The undoubted antiquity of the poison vice has induced several able physiologists to assume the hygienic necessity of artificial stimulation. But the not less undoubted fact that there have been manful, industrious and intelligent nations of total abstainers would be an almost sufficient refutation of that inference, which is sometimes qualified by the assertion that the tonic value of alcoholic drinks is based upon the abnormal demands upon the vitality of races exposed to the vicissitudes of a rigorous climate and the manifold overstraining influences of an artificial civilization. For it can, besides, be proved that the alleged invigorating action of alcoholic drinks is an absolute delusion, and the pathological records of contemporary nations establish the fact that endemic increase of intemperate habits can nearly always be traced to causes that have no correlation whatever to the increased demands upon the physical or intellectual energies of the afflicted community. Potentially those energies have lamentably decreased among numerous races who once managed to combine nature-abiding habits with a plethora of vital vigor.

The physiologically unavoidable progressiveness of all stimulant habits is a further argument in favor of the theory that the poison vice has grown up from very small beginnings, and the genesis of the fatal germ has probably been supplied in the hypothesis of Fabio Colonna, an Italian naturalist of the seventeenth century. “Before people used wine,” says he, “they drank sweet must and preserved it, like oil, in jars or skins. But in a warm climate a saccharine fluid is apt to ferment, and some avaricious housekeeper may have drunk that spoiled stuff till she became fond of it and learned to prefer it to must.”

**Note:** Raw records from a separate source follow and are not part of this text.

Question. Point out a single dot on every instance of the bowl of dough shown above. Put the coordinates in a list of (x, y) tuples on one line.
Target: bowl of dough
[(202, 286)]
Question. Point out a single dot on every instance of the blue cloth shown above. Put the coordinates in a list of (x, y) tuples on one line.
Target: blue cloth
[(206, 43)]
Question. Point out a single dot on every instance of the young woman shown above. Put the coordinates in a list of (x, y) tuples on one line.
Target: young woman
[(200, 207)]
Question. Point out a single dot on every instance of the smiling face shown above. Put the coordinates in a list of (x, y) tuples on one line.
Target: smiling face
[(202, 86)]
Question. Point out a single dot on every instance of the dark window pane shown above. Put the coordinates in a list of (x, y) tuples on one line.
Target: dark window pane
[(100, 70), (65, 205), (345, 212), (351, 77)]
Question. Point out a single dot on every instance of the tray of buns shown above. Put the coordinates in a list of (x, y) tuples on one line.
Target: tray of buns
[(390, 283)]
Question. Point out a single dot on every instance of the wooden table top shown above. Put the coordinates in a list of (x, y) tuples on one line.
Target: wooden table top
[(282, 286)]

Avarice, aided perhaps by dietetic prurience, or indifference to the warnings of instinct, planted the baneful seed, and the laws of evolution did the rest.

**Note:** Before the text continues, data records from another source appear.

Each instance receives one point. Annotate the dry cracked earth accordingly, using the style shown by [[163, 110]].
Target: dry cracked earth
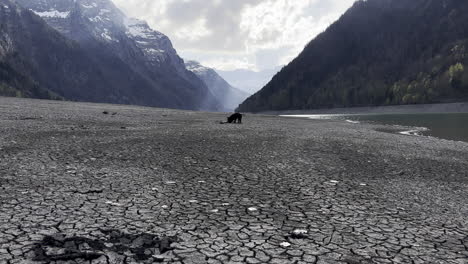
[[142, 185]]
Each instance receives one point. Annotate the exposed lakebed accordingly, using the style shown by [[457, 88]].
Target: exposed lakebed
[[452, 126]]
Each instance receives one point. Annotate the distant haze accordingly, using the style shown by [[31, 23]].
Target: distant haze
[[249, 81], [238, 34]]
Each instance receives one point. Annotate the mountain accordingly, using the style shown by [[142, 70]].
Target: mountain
[[32, 54], [230, 97], [247, 80], [123, 59], [380, 52]]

But the tendency of those laws has often been checked, and as certainly often been accelerated, by less uncontrollable agencies.

The first venders of toxic stimulants (like our quack medicine philanthropists) had a personal interest in disseminating the poison habit. Reform attempts were met by appeals to the convivial interests of the stimulant-dupe, by the seduction of minors, by charges of asceticism; later by nostrum puffs and opium wars. More than two thousand years ago the worship of Bacchus was propagated by force of arms. The disciples of Ibn Hanbal, the Arabian Father Mathew, were stoned in the streets of Bagdad. The persecutions and repeated expulsions of the Grecian Pythagoreans had probably a good deal to do with the temperance teachings of their master. In Palestine, in India, in mediæval Europe, nearly every apostle of Nature had to contend with a rancorous opposition, inspired by the most sordid motives of self-interest, and our own age can in that respect not boast of much improvement. In spite of our higher standard of philanthropic principles and their numerous victories in other directions, the heartless alliance of Bacchus and Mammon still stands defiant. In our own country a full hundred thousand men, not half of them entitled to plead the excuses of poverty or ignorance, unblushingly invoke the protection of the laws in behalf of an industry involving the systematic propagation of disease, misery and crime. Wherever the interests of the poison traffic are at stake the nations of Europe have not made much progress since the time when the sumptuary laws of Lorenzo de Medici were defeated by street riots and a shrieking procession of the Florentine tavern-keepers.

The efforts of such agitators are seconded by the Instinct of Imitation. “In large cities,” says Dr. Schrodt, “one may see gamins under ten years grubbing in rubbish heaps for cigar stumps; soon after leaning against a board fence, groaning and shuddering as they pay the repeated penalty of nature, yet, all the same, repeating the experiment with the resignation of a martyr. The rich, the fashionable, do it; those whom they envy smoke; smoking, they conclude, must be something enviable.”

Without any intentional arts of persuasion the Chinese business men of San Francisco have disseminated a new poison vice by smoking poppy gum in the presence of their Caucasian employes and accustoming them to associate the sight of an opium debauch with the idea of enjoyment and recreation. Would the opponents of prohibition attempt to deny that analogous influences (the custom of “treating” friends at a public bar, the spectacle of lager beer orgies in public gardens, etc.) have a great deal to do with the initiation of boy topers?